Both nationally and at district level the achievement of this goal of integration is likely to require clear decision making on issues such as organisational and associated clinical audit and the use of systems of accreditation and reaccreditation to confirm the fitness of institutions—from district hospitals to nursing homes and specialist centres to primary care practices—to provide services. Many people working in and using the NHS are currently looking for firmer guidance on what standards of care provision are acceptable. This is understandable in a time of rapid technical and social change and downward pressure on both central and local government service costs.

Similarly, there is a need for clear thinking both nationally and locally about public health and purchasing issues like needs assessments and the level of provision of specialist services. A National Health Service—even a primary care led one—has a responsibility for establishing credible systems for ensuring that sufficient volumes of the right things are being done in each locality, as well as that they are being “done right.” (Secretary of State for health, Stephen Dorrell, in address to Manchester Business School, January 1996.) Improving clinical services also demands better use of health economics alongside better (quality) management, to enable more sensitive prioritisation of competing quality improvement goals and deeper understanding of the circumstances in which treatments are appropriate—that is, effective and efficient in meeting the needs of particular individuals.

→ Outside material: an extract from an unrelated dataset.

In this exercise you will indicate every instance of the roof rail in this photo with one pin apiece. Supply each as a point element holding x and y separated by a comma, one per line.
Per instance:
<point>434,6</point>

Critically for the future of health service development, the health professions and their representative bodies now also have an opportunity to incorporate quality management concepts fully into their ethical and regulatory systems. The participation, for instance, of the British Medical Association7 and the BMJ (joint organiser with the Institute for Health Care Information of the first European forum on quality in health care held this week in London) in initiatives designed to disseminate awareness of health care quality management techniques is of value not simply because of its immediate practical potential for promoting better care. It is important also in relation to the resolution of long term problems relating to the control of health care resources and the legitimacy of managerial interventions which influence clinical decision making.

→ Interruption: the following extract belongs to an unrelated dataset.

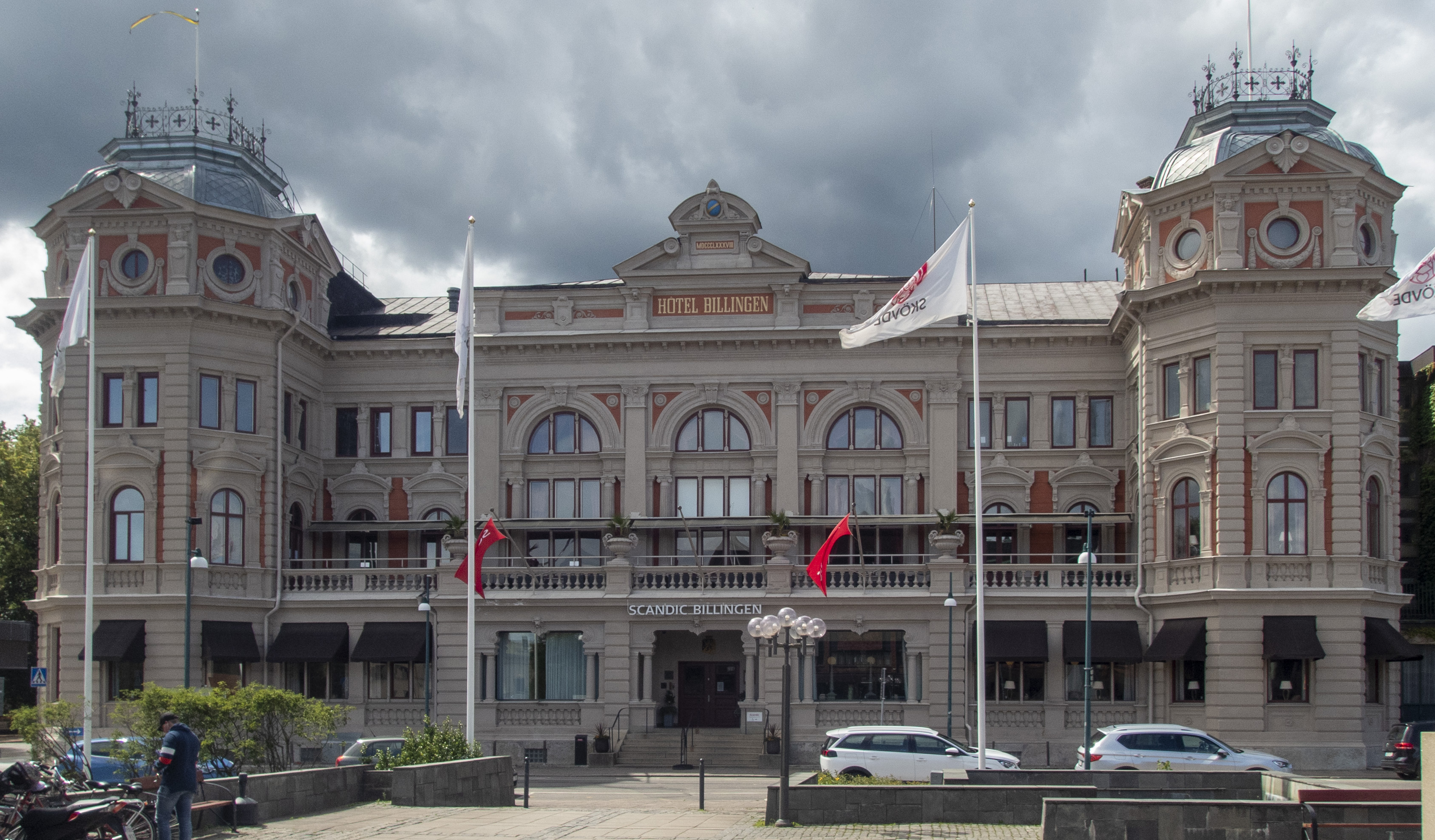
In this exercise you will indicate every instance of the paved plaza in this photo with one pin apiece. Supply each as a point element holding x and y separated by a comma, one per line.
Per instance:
<point>612,806</point>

Out of the health care crisis

Since the 1970s the power of health service managers has tended to increase, challenging if not superseding professional authority in many health care systems.8 Patients and the public are uncertain about such developments, fearing on the one hand that decisions about their care may no longer be taken by individuals they trust but aware also that traditional professional approaches—based mainly on fostering individual technical expertise—have not always guaranteed good quality care. In this sense there can be said to be a health care crisis, even at a time when people are living longer than ever before.

The integration of quality management concepts into the core activities of the clinical professions would enable their members to participate more fully in economic and financially based management decisions about health service development. Contrary to the fears of some of those concerned to eliminate neglect and inadequate care, this would not mean that clinicians would have to accept suboptimal standards of individual patient care as desirable on overall “quality” grounds. Rather, it should equip members of the clinical professions to work more effectively with each other and their non-clinical colleagues in the interests of their patients, and as members of their organisations. This in turn would help professionals to recover some key aspects of their eroded authority, and to ensure publicly acceptable balance in the processes of institutional and system wide health care decision making.